Many people think of data loss as the work of hackers, offshore data thieves and other external threats. But, as Pogo once said, “We have met the enemy, and he is us.” The vast majority of data loss events are an inadvertent, or sometimes intentional, “inside job.” If your organization experiences data loss, it will most likely be an employee, not an external actor, who caused the loss.
In a recent Forrester Research survey, respondents cited external attacks as the causal event in only 25 percent of data loss cases. Other causes, such as employee loss of data, employee misuse of data or malicious insider activity combined to pose a far greater threat to organizations’ information assets. We recently provided counsel with respect to data losses arising from a laptop stolen from an employee’s car, and a professional data thief who moved from company to company as a human resources employee, stealing employee personal information at each stop. Regulatory authorities pursue enforcement actions arising from, for example, data losses arising out of the theft of an employee’s briefcase, and employees ignoring company disposal rules for sensitive data.
Focusing on several key elements of a company’s data flow and storage can mitigate this internal threat. Start by asking questions regarding employee access, transmission and storage/disposal of company-held data.
Key access questions include:
- In what ways can employees access data?
- What security measures are in place to guarantee only authorized access?
- Is access allowed to persons beyond those who reasonably need it?
- What measures are in place to log employee access?
- Is access limited to on-site means, or can employees remotely access data?
- What gateways to sensitive data are available via smartphone or other mobile device?
Key transmission questions include:
- What data is validly being carried outside the organization’s “four walls”?
- What methods to carry or transmit data are available to employees (including USB access, third-party email accounts and data stored locally on laptops)?
- Is unencrypted data being transmitted?
- What vendors receive company data, and how is the data transmitted to those vendors?
- What systems and procedures are in place, if any, to log data being moved?
Finally, storage/disposal questions include:
- Where is company data stored? Does the company control these storage assets, or does it rely on third parties?
- Is internally stored sensitive data encrypted?
- Is sensitive data being held for period longer than necessary?
- What policies and procedures are in place to ensure secure disposal of data?
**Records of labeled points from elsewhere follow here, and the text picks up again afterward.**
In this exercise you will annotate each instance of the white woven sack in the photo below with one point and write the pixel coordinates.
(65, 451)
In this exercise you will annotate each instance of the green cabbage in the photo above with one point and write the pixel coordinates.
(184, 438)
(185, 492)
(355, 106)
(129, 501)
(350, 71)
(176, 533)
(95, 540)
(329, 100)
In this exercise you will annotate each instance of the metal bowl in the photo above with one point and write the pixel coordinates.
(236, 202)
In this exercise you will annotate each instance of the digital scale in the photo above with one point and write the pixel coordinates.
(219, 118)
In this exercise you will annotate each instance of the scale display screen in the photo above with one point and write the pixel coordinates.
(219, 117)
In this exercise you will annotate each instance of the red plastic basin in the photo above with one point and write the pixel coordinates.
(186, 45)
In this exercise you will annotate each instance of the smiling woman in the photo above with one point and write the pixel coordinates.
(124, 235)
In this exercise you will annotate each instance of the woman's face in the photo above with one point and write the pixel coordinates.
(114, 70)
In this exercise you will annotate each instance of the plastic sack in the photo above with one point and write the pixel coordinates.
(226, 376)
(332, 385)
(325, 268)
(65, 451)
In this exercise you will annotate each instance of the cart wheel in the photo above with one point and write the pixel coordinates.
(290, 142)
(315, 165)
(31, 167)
Is there any audit or follow-up to ensure adherence?
A sound data security strategy must account for the threat of internally generated data loss events. Key components of the strategy should include appropriate policies, training, appropriate technology and auditing. An organization’s policies should include ones on allowable access to sensitive data, allowable transmission of data, and appropriate retention and disposal of data. Hiring policies should include provisions, perhaps as simple as required reference checks, for employees whose jobs allows for access to sensitive information. Employee training should cover the company’s data security and retention/disposal policies, as well as information to emphasize the potentially disastrous consequences of inappropriate data practices. The company’s information technology team should engage in questions of internal data security. Finally, companies should implement procedures to chronicle access and transmission of data, and routinely check for data-policy compliance.